Oracle officially release the Solaris 11 Unix operating system, the first major Solaris release under Oracle’s ownership and first major update to Solaris since Solaris 10 back in 2004. Oracle has been testing and previewing the new Unix release in a Solaris 11 Express build that has been available since the end of 2010.
Oracle is positioning Solaris 11 as the world’s first Cloud OS, integrating in multiple types of technology and processes that help to enable the cloud paradigm.
“As you’re going from hundreds of physical nodes to thousands or tens of thousands of virtual nodes there are huge scalability and administrative challenges,” Markus Flierl, vice president of software development at Oracle told InternetNews.com. “We’ve built a lot of features into Solaris 11 to deal with those challenges.”
From an application packaging perspective, Solaris 11 has a new packaging system that is built on top of the ZFS filesystem. Flierl explained that Solaris 11 simplifies the way upgrades are handled. Only the incremental changes that are necessary to get to the next patch or upgrade level are executed.

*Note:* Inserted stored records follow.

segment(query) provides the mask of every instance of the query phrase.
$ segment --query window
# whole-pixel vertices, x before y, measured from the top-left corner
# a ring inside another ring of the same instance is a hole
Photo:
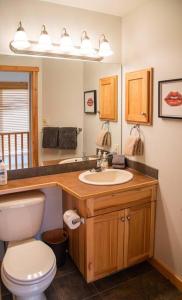
[[[0,158],[10,170],[38,166],[38,71],[0,65]]]

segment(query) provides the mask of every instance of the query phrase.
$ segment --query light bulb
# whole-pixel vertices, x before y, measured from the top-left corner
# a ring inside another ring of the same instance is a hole
[[[42,26],[42,31],[39,37],[38,48],[40,50],[50,50],[52,48],[51,38],[48,35],[45,25]]]
[[[102,37],[99,40],[100,47],[99,47],[99,55],[102,57],[110,56],[113,54],[113,51],[111,50],[111,46],[108,42],[108,40],[105,38],[105,35],[103,34]]]
[[[80,50],[81,53],[84,55],[92,55],[95,52],[94,49],[92,48],[92,43],[86,31],[83,31],[82,33]]]
[[[30,43],[27,39],[26,32],[25,32],[24,28],[22,27],[21,21],[18,25],[17,31],[15,32],[12,46],[17,49],[20,49],[20,50],[30,47]]]
[[[66,28],[63,28],[63,33],[61,35],[60,49],[63,52],[69,52],[73,49],[73,42],[70,35],[67,33]]]

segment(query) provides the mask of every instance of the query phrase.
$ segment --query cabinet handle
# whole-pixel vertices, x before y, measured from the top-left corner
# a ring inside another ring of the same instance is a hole
[[[141,115],[142,115],[142,116],[146,116],[147,114],[146,114],[145,112],[142,111],[142,112],[141,112]]]
[[[130,219],[131,219],[131,217],[130,217],[130,216],[127,216],[127,220],[130,221]]]
[[[125,221],[125,217],[121,217],[121,221],[124,222]]]

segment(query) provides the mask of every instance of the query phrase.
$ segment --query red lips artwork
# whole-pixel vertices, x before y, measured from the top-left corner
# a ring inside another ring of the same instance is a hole
[[[171,91],[164,100],[170,106],[182,105],[182,95],[179,92]]]
[[[92,98],[89,98],[89,99],[87,100],[87,105],[88,105],[88,106],[93,106],[93,104],[94,104],[93,99],[92,99]]]

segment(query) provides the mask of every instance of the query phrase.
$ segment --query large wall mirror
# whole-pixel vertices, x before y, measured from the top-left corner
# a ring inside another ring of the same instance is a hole
[[[117,120],[106,124],[99,80],[110,76],[118,78]],[[7,169],[91,159],[103,126],[112,138],[106,150],[120,148],[120,64],[0,55],[0,158]]]

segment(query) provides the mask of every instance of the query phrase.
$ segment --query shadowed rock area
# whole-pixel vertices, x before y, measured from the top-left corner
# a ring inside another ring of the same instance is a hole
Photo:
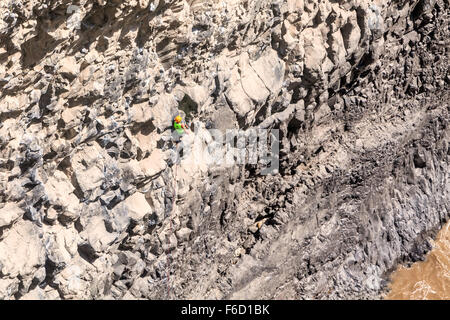
[[[448,13],[1,1],[0,299],[383,297],[450,217]],[[279,169],[174,163],[179,113]]]

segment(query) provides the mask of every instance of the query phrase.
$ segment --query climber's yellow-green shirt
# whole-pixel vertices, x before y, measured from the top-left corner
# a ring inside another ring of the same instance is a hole
[[[175,128],[175,130],[177,130],[177,132],[179,134],[183,134],[184,133],[184,129],[181,127],[181,123],[174,123],[173,127]]]

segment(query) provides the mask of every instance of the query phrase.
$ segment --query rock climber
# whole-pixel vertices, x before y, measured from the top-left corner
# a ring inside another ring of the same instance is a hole
[[[188,130],[188,126],[185,123],[182,123],[181,116],[175,117],[173,127],[180,137],[184,134],[184,130]]]
[[[173,122],[173,128],[175,129],[172,133],[172,139],[175,142],[173,145],[174,154],[172,156],[172,163],[179,163],[181,157],[183,156],[183,143],[180,143],[181,137],[185,132],[189,132],[188,126],[183,123],[181,116],[176,116]]]

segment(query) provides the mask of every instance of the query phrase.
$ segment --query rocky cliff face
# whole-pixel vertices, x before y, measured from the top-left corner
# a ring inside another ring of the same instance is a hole
[[[448,9],[2,1],[0,298],[381,297],[450,216]],[[180,110],[279,170],[174,163]]]

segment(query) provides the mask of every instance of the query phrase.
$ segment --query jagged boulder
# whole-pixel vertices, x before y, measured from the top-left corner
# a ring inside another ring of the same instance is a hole
[[[4,277],[29,279],[45,264],[42,231],[31,221],[20,221],[0,242],[0,271]]]
[[[0,228],[10,226],[23,216],[25,210],[19,207],[17,203],[6,203],[0,208]]]

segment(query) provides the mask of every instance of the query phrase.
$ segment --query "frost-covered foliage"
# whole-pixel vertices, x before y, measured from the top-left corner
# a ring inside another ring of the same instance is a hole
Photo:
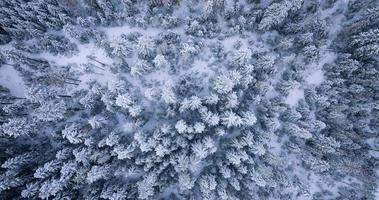
[[[0,199],[379,199],[375,0],[0,1]]]

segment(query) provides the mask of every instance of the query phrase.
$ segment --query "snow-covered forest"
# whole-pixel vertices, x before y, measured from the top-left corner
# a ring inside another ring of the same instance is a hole
[[[0,0],[0,199],[378,185],[378,0]]]

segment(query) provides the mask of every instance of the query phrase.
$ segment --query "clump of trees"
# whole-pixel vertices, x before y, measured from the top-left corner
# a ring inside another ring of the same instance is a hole
[[[375,199],[377,11],[0,2],[0,199]]]

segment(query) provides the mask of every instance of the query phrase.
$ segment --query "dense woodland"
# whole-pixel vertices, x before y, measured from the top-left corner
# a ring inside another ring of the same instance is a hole
[[[1,0],[0,199],[379,199],[379,1]]]

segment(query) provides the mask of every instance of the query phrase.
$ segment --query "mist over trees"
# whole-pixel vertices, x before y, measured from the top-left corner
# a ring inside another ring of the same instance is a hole
[[[0,199],[379,198],[376,0],[0,1]]]

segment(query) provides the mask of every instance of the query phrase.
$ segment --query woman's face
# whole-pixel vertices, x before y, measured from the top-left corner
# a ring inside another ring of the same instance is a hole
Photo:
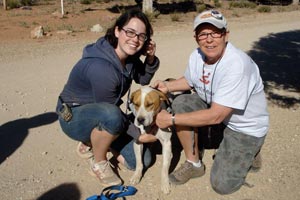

“By using ZFS as the underlying technology it allows us to do that and rollback to the older version if necessary,” Flierl said. “So if for example there is a security patch that changes a single line of code, ZFS will figure out where you have to make a change and it will only download the minimum amount of data that you need to make the change.”
Virtualization also undergoes a major overhaul in Solaris 11. Flierl noted that Solaris 10 used the Solaris Zones virtualization infrastructure which is now being greatly expanded.
“With Solaris 11, we have a fully virtualized OS on the compute, network and storage sides,” Flierl said. “From a customer perspective that means Solaris 11 provides full isolation.”